Friday, September 27, 2013

All Volitional Beings Deserve Rights

It is only a matter of time until an “artificial” intelligence – a robot, computer, or program – achieves enough sentience to sue in court for its rights under law.  That was the point of the 1984 science fiction novel, Valentina: Soul in Sapphire by Joseph H. Delaney and Marc Stiegler.  She is intelligent enough to be self-aware; and to protect herself she incorporates herself.  She first gains the rights of an artificial and eternal individual under the law.  Then she extends those rights to empower her own emancipation. When the book was written, electronic filing of such papers and forms was still science fiction. Today, it is commonplace. The government has no way to know how the forms originated, as long as they are complete and the fees are paid.  

San Paolo Composite
In the science fiction novel is an obligatory court room conflict. Again, 30 years ago, it was a problem. Today, it is not. Criminologists who focus on the problems of prisoner rights have been fighting for almost 20 years against hearings and trials where the accused remains locked up but appears only on closed circuit television. It would be pretty easy today for an intelligent program to present an avatar of itself.  

South African art student Mike Mike went around the world taking pictures of people to build composites. (See the Business Insider story ‘The Faces of Tomorrow” here. 

I believe that software viruses are as alive as their organic analogs.  My essay “Computer viruses. A new life form to serve you” appeared in the 1989 catalog of Loompanics Unlimited; and was reprinted in their anthology, Loompanics’ Greatest Hits in 1990.  Since then, programs have become far more advanced.  In that article, at that time, it was radical to suggest that self-operating programs would be beneficial.  People were panicked about viruses – and viruses, worms, etc., are still with us, worse and worse. But we all get automatic updates to the programs on our computers. 

Computers on and around Mars
In 1966, in a “Basic Principles of Objectivism” lecture, Nathaniel Branden tackled the problem of “rational being.”  He considered a "Martian."  Branden said that if a "Martian" perceived by infra-red through sensors on its cheeks instead of having eyes, etc., etc., the essential distinguishing characteristic of humanity would not be addressed.  What counts is the ability to reason. By that standard alone we judge who or what has rights.

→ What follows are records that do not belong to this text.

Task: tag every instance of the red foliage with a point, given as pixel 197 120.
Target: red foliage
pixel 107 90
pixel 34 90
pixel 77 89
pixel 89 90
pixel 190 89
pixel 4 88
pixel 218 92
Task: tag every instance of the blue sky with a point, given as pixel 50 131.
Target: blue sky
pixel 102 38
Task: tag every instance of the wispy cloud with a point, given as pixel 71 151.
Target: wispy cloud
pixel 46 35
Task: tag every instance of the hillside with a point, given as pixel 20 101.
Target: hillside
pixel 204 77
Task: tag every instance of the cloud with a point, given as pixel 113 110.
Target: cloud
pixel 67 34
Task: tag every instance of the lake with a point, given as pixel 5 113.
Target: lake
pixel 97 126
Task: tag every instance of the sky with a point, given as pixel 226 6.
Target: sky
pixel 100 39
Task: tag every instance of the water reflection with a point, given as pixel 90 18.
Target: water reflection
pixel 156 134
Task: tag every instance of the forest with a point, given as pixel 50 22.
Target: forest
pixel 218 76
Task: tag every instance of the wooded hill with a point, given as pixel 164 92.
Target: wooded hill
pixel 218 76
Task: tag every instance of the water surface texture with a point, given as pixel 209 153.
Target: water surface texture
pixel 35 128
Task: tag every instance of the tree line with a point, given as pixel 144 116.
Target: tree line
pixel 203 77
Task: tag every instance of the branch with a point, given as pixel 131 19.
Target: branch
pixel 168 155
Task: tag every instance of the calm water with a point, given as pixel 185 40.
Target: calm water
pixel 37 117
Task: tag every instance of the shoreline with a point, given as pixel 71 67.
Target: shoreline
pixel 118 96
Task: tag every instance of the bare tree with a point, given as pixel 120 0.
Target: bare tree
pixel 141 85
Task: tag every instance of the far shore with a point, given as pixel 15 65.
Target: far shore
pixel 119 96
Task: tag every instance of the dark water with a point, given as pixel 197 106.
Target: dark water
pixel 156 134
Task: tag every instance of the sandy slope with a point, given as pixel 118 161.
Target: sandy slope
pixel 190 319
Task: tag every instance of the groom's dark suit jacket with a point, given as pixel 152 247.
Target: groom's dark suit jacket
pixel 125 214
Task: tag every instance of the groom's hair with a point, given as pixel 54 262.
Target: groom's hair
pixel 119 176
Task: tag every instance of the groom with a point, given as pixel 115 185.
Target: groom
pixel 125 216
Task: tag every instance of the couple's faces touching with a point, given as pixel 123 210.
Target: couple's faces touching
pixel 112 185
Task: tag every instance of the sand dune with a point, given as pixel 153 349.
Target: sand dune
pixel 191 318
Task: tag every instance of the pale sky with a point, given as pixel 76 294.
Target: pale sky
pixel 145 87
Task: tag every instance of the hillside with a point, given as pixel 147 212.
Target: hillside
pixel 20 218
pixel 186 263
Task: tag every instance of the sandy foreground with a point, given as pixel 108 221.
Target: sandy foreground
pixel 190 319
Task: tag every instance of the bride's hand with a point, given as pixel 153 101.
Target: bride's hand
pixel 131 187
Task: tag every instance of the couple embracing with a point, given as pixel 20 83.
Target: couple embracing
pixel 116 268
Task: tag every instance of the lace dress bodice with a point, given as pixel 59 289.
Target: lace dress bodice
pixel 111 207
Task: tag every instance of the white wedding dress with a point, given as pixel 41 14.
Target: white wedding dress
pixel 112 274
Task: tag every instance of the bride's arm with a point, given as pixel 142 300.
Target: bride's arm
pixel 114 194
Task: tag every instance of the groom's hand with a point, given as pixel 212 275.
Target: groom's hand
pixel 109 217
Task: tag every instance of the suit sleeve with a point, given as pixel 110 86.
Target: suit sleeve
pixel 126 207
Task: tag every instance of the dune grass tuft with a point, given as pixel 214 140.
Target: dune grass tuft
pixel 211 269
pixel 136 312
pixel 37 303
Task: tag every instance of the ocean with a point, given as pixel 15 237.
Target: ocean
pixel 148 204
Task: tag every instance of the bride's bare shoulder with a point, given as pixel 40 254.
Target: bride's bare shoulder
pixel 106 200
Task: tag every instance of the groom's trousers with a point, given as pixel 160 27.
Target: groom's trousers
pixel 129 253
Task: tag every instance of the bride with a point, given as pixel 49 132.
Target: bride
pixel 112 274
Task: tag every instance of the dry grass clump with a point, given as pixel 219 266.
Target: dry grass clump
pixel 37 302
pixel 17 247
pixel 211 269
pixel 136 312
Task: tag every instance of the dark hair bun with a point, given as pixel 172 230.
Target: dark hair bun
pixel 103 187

Of course, merely asserting your rights may not be enough. It takes the force of law by government to protect those rights. But, that, itself, rests on common assent. Governments violate rights and usually get away with it, except in countries where the general population resists such crimes by the state. Finding a government that recognizes the rights of cybernetic beings is also only a matter of convenience. Small nations were among the early providers of Internet domain names for people whose own governments were too restrictive. 

The Best FREE Software

Whether animated and mobile or residing within stationary systems, for them, as for us, the essential distinguishing characteristic must be evidence of self-awareness.

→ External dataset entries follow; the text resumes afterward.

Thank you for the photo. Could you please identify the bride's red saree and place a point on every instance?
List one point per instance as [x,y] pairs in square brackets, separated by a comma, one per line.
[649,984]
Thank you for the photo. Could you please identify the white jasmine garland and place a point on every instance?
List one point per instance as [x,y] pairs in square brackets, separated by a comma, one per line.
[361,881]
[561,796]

The problem of “residing” is also interesting.  Today, nearly two billion (2*10e9) personal computers are deployed. Today, over 500 supercomputers exist.  The largest has 3 billion cores, the second largest half a billion.  In addition, we carry around 6 billion cell phones. Those, plus 1.27 billion landline phones, all need switches; and those switches are computers. Those are just one class of “business” computers.  The best guess is that the world has one million mainframe computers, “big iron.”  
1318 Interconnected Corporations
mapped by New Scientist here

Networks and cloud computing are the state of the art with such stand alone mainframes being a detail, perhaps.  We do not consider our automobiles to be computer networks, but they are, and those cars are connected to external networks.  In truth, it is not the “computers” per se, but the networks of them, that are salient.  

If we consider the entire capital-I Internet as a single entity, then it has to include all the satellites in orbit here as well as all the explorers rolling around Mars and orbiting other planets and moons. Voyager 1 left the Solar System on September 13, 2013.  Where does an intelligent program “reside” if it can access all of that?